DEVOLUÇAO DA EMBALAGEM VAZIA:
No prazo de até um ano da data da compra, é obrigatória a devolução da embalagem vazia, com tampa, pelo usuário, ao estabelecimento onde foi adquirido o produto ou no local indicado na nota fiscal, emitida no ato da compra.

TRANSPORTE:
As embalagens vazias não podem ser transportadas junto com alimentos bebidas, medicamentos, rações, animais e pessoas.

DESTINAÇÃO FINAL DAS EMBALAGENS VAZIAS:
A destinação final das embalagens vazias, após a devolução pelos usuários, somente poderá ser realizada pela Empresa Registrante ou por empresas legalmente autorizadas pelos órgãos competentes.

É PROIBIDO AO USUÁRIO A REUTILIZAÇÃO E RECICLAGEM DAS EMBALAGENS VAZIAS OU O FRACIONAMENTO E REEMBALAGEM DESTE PRODUTO.
EFEITOS SOBRE O MEIO AMBIENTE DECORRENTES DA DESTINAÇÃO INADEQUADA DA EMBALAGEM VAZIA E RESTOS DE PRODUTOS:
A destinação inadequada das embalagens vazias e restos de produtos no meio ambiente causa contaminação do solo, da água e do ar prejudicando a fauna, a flora e a saúde das pessoas.

PRODUTOS IMPRÓPRIOS PARA UTILIZAÇÃO OU EM DESUSO:
Caso este produto venha a se tornar impróprio para utilização ou em desuso, consulte o registrante através do telefone indicado no rótulo para sua devolução e destinação final.
A desativação do produto é feita através de incineração em fornos destinados para este tipo de operação, equipados com câmaras de lavagem de gases efluentes e aprovados por órgão ambiental competente.

TRANSPORTE DE AGROTÓXJCOS, COMPONENTES E AFINS:
O transporte está sujeito às regras e aos procedimentos estabelecidos na legislação específica, que inclui o acompanhamento da ficha de emergência do produto, bem como determina que os agrotóxicos não podem ser transportados junto de pessoas, animais, rações, medicamentos ou outros materiais.

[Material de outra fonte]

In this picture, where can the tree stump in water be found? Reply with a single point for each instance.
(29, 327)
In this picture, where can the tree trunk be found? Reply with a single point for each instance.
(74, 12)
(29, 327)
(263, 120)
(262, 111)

RESTRIÇÕES ESTABELECIDAS POR ÓRGÃO COMPETENTE DO ESTADO, DISTRITO FEDERAL OU DO MUNICÍPIO:
De acordo com as recomendações aprovadas pelos órgãos responsáveis.

Recomenda-se, de maneira geral, o manejo integrado de pragas (MIP), envolvendo todos os princípios e medidas disponíveis e viáveis de controle, como o controle cultural, controle biológico (predadores e parasitoides), controle microbiano, controle por comportamento, variedades resistentes e controle químico, sempre alternando produtos de diferentes grupos químicos, com mecanismos de ação distintos.
Recomenda-se, de modo geral, o manejo integrado de doenças, envolvendo todos os princípios e medidas disponíveis e viáveis de controle. O uso de sementes sadias, variedades resistentes, rotação de culturas, época adequada de semeadura, adubação equilibrada, controle biológico, manejo da irrigação e outros, visam o melhor equilíbrio do sistema.

INFORMAÇÕES SOBRE MANEJO DE RESISTÊNCIA
O uso continuado de herbicidas com o mesmo mecanismo de ação pode contribuir para o aumento de população de plantas infestantes a ele resistentes.
Como prática de manejo e resistência de plantas infestantes deverão ser aplicados herbicidas com diferentes mecanismos de ação, devidamente registrados para a cultura. Não havendo produtos alternativos recomenda-se a rotação de culturas que possibilite o uso de herbicidas com diferentes mecanismos de ação. Para maiores esclarecimentos consulte um Engenheiro Agrônomo.
Até a presente data, não existe nenhum relato de biótipo naturalmente resistente ao PODEROSO (amicarbazona+tebutiurom), que anteriormente era controlado com eficiência nas doses indicadas.
Há espécies naturalmente mais tolerantes ao herbicida. Solicita-se que, quando ocorrer suspeita de baixa eficácia de PODEROSO, nas doses recomendadas para o controle de qualquer planta daninha que esteja mencionada como espécie sensível recomendada na bula do produto, imediatamente contatar a Arysta LifeScience do Brasil.